Ayet Susan, another farmer from Licwa West village, Padibe East Sub County, Lamwo district, reveals that on one acre of land dedicated to local sesame (sim-sim) seeds, she obtained four sacks in yield, whereas the same area yielded 7 sacks when using improved seeds. Janet Aciro, a farmer from Amuwolo Dino village, Odek Sub County, Omoro district, employs both seed varieties each season. “I plant improved seeds for commercial purposes because they are high yielding which culminates into higher sales, while local seeds help me on food security at home,” Aciro states.
These farmers adopted improved seed varieties based on the advice of agricultural extension workers in their areas, prompted by extended dry periods and unprecedented heavy rainfall. Maximillian Ogwal, an agronomist affiliated with Capable Uganda, an organization supporting farmers in Northern Uganda, emphasizes that to maximize the benefits of improved seeds, farmers must adhere to good agronomic practices (GAP).

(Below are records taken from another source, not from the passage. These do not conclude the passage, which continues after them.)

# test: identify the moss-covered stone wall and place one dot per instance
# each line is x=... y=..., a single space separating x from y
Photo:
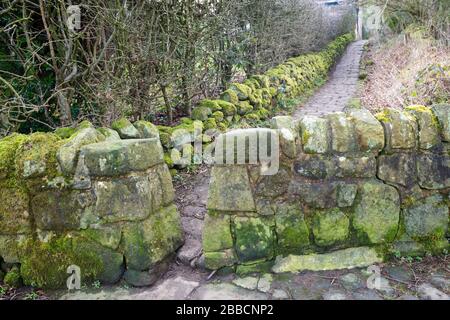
x=100 y=199
x=255 y=101
x=351 y=189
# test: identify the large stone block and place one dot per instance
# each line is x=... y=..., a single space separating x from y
x=377 y=212
x=433 y=171
x=14 y=211
x=341 y=259
x=120 y=157
x=291 y=229
x=428 y=126
x=67 y=154
x=125 y=129
x=315 y=134
x=398 y=168
x=322 y=167
x=369 y=131
x=254 y=238
x=127 y=199
x=10 y=248
x=273 y=185
x=148 y=242
x=400 y=129
x=220 y=259
x=217 y=233
x=56 y=210
x=324 y=195
x=343 y=137
x=330 y=227
x=427 y=218
x=442 y=112
x=230 y=190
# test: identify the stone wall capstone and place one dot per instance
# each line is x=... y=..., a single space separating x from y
x=100 y=199
x=351 y=189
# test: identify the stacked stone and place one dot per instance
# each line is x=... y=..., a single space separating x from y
x=100 y=199
x=346 y=180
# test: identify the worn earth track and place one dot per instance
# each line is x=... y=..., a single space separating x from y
x=186 y=279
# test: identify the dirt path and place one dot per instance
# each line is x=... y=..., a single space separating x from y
x=187 y=279
x=340 y=87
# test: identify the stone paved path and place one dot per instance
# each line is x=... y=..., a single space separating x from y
x=187 y=280
x=340 y=88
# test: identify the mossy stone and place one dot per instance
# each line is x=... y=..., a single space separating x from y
x=427 y=218
x=291 y=229
x=230 y=189
x=146 y=129
x=14 y=211
x=376 y=214
x=125 y=129
x=330 y=227
x=148 y=242
x=254 y=238
x=217 y=233
x=218 y=260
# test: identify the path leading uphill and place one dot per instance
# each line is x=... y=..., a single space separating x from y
x=341 y=86
x=186 y=278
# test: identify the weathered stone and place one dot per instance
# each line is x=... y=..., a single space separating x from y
x=273 y=185
x=442 y=112
x=230 y=189
x=427 y=218
x=324 y=195
x=400 y=129
x=291 y=229
x=314 y=166
x=67 y=154
x=398 y=168
x=10 y=248
x=351 y=281
x=217 y=233
x=14 y=211
x=107 y=236
x=428 y=126
x=165 y=180
x=265 y=282
x=433 y=171
x=201 y=113
x=369 y=131
x=148 y=277
x=125 y=129
x=109 y=134
x=248 y=146
x=60 y=210
x=341 y=259
x=342 y=133
x=149 y=242
x=121 y=157
x=330 y=227
x=428 y=292
x=321 y=167
x=346 y=194
x=249 y=283
x=127 y=199
x=314 y=134
x=254 y=238
x=220 y=259
x=146 y=129
x=376 y=214
x=353 y=167
x=226 y=291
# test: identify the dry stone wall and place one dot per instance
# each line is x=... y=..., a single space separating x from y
x=359 y=186
x=100 y=199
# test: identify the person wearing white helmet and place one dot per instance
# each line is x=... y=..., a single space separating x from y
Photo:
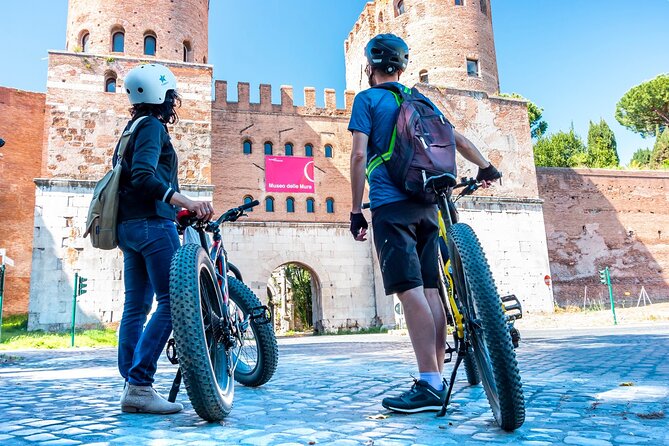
x=148 y=201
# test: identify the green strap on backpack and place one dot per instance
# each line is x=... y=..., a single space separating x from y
x=103 y=210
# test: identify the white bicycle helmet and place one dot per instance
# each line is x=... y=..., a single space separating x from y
x=149 y=83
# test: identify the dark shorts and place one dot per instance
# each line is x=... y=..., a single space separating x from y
x=405 y=237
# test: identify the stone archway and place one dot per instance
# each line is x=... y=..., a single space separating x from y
x=294 y=296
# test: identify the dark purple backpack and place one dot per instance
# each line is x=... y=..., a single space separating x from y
x=422 y=144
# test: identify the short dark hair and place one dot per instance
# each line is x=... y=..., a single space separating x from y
x=166 y=112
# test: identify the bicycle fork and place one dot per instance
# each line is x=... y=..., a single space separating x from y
x=512 y=311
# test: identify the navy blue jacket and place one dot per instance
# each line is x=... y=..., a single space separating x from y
x=150 y=173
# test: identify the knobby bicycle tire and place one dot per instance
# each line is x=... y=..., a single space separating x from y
x=487 y=328
x=194 y=295
x=260 y=356
x=471 y=371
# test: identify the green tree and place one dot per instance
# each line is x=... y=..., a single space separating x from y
x=660 y=155
x=644 y=109
x=538 y=126
x=602 y=148
x=641 y=159
x=300 y=284
x=562 y=149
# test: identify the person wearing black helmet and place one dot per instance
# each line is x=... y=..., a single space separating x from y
x=405 y=232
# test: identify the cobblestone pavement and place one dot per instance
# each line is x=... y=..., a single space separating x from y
x=327 y=390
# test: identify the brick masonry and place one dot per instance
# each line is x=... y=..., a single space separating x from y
x=83 y=123
x=22 y=128
x=441 y=37
x=597 y=218
x=60 y=251
x=172 y=23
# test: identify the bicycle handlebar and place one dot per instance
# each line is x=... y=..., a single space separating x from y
x=234 y=213
x=187 y=218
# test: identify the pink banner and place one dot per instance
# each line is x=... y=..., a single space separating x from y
x=291 y=174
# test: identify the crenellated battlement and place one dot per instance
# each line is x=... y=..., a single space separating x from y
x=450 y=44
x=287 y=104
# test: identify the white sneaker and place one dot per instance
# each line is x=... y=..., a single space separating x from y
x=145 y=399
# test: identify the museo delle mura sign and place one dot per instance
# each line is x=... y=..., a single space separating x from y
x=289 y=174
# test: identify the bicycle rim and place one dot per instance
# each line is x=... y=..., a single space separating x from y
x=486 y=329
x=196 y=306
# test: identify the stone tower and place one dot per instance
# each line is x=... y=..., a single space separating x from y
x=178 y=33
x=451 y=42
x=86 y=110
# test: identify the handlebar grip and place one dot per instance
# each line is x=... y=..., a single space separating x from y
x=249 y=205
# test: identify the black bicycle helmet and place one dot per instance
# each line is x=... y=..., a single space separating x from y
x=387 y=52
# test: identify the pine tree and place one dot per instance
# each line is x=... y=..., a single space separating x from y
x=602 y=146
x=660 y=156
x=562 y=149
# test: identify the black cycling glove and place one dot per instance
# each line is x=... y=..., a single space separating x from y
x=490 y=173
x=358 y=222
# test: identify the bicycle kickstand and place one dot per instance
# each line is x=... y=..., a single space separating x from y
x=451 y=383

“GAP includes row planting, early planting, timely weeding, and crop rotation,” he explains. Despite the widespread adoption of improved seeds among most farmers in the region, challenges persist, such as limited access to reputable agro-input suppliers and high purchase costs.
Ogwal suggests that, in a region heavily reliant on rainfall for cultivation, farmers must integrate modern farming technology to address these challenges. Farmers in Northern Uganda continue to grapple with prolonged drought due to the volatile climate conditions.